Hi all. I’ve been putting together a big book-length online GPU computing tutorial. It’s at http://www.moderngpu.com/
The content is very scan/reduction-centric, and the tutorials are built around some advanced case studies. I find that most GPU docs are pretty deficient in covering the very interesting and essential theory of inter-thread communication. Internalizing scan helps you tackle a much wider variety of problems without losing your mind in details.
The first case study is a radix sort I wrote:
http://www.moderngpu.com/sort/mgpusort.html
The code sorts 1.31 billion 32-bit keys per second on a GTX 570. (!) It runs 30-40% faster than the current B40C development code (655 in the SVN). It’s 60% faster than thrust::sort for 32-bit keys. I don’t know of any pure radix sort that is faster. The code was written to be easily documented, and I cover pretty much every line from base principles, and show radix sort as an exercise in designing sophisticated hierarchical scans. It follows pretty closely the Satish/Harris/Garland radix sort. I note where my implementation deviates significantly from Satish, as that is a good reference. The code is relatively simple (compared to what is possible) and uses no templates . It’s a basic count-histogram-sort implementation with five kernels total (the histogram has kernels for upsweep, reduce, downsweep).
The second case study is a cleaned-up version of sparse matrix code I did months ago.

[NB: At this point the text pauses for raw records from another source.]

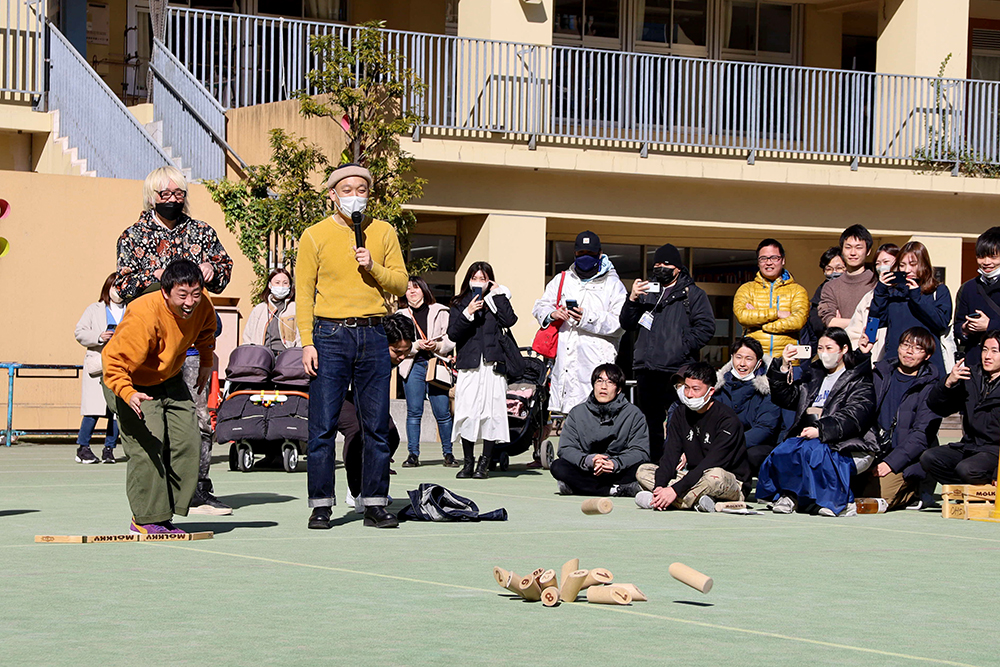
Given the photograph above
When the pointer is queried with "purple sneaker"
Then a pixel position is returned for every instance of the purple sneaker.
(164, 527)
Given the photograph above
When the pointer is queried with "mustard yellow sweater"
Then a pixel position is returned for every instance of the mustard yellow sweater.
(151, 343)
(330, 283)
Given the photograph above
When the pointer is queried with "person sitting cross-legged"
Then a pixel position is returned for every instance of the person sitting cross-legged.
(834, 409)
(707, 435)
(604, 440)
(975, 392)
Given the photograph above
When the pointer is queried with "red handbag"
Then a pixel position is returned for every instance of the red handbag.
(546, 341)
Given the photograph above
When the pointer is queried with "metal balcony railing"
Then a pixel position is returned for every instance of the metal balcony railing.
(649, 101)
(22, 49)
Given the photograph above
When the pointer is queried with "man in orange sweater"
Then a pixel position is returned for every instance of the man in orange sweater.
(159, 423)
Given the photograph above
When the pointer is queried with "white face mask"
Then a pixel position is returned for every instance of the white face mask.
(351, 205)
(830, 360)
(992, 274)
(693, 403)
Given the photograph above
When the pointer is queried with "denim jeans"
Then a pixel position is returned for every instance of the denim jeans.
(415, 387)
(88, 425)
(358, 356)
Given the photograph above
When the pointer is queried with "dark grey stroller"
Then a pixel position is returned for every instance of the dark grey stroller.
(265, 407)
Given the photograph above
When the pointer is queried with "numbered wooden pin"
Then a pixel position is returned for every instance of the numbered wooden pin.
(609, 595)
(592, 506)
(691, 577)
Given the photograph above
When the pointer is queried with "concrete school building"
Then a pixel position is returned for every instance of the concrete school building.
(709, 124)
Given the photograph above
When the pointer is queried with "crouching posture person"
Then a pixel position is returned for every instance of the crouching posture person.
(603, 441)
(975, 392)
(709, 437)
(834, 408)
(143, 364)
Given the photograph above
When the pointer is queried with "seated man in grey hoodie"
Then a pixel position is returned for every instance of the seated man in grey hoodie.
(604, 441)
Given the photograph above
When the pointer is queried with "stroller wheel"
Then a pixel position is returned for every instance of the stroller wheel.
(548, 454)
(290, 458)
(244, 458)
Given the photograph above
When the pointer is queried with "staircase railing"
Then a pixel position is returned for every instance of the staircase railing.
(22, 50)
(193, 122)
(97, 123)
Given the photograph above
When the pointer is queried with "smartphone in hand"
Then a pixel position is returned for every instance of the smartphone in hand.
(871, 329)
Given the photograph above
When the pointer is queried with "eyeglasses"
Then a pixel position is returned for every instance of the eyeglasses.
(166, 195)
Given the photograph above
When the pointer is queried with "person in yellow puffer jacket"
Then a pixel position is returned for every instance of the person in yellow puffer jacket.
(772, 307)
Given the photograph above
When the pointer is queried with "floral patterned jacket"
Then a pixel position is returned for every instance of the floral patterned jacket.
(148, 246)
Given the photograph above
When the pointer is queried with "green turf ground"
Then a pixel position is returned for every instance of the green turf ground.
(904, 589)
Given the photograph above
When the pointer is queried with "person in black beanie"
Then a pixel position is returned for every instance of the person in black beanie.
(674, 320)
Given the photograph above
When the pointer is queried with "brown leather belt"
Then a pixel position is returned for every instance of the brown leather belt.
(352, 321)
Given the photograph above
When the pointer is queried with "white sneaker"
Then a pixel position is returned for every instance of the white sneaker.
(705, 504)
(784, 505)
(851, 510)
(644, 500)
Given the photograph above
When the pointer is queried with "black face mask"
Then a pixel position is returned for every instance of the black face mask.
(169, 210)
(663, 275)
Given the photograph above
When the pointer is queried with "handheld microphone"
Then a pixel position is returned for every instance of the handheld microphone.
(359, 239)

The documentation is not ready but I did get some benchmarks up:
http://www.moderngpu.com/sparse/mgpusparse.html
This code is extremely useful at illustrating segmented scan, the tool for balancing jagged work loads over many parallel processors. I’ll get detailed docs there soon.
I also have a blog ( http://www.moderngpu.com/blog/ ) if anyone would like to leave a comment. Additionally, I’ve got a ‘Mailbag’ section where I’ll make an article if you send in an interesting question. I’ve got one of these online already, which shows how to adapt the global scan operator to find the index of the maximum element in a large sequence.
The companion code to the tutorials is open-sourced with a BSD license:
The tutorial and code targets the Fermi architecture specifically.
I’m still adding in VS10 and GNU makefiles for some projects, but the really core stuff (like the sort library) should be ready to use. 64bit cubins are included in the repository, but 64bit users should take caution as this branch is not well tested.
Thanks,
sean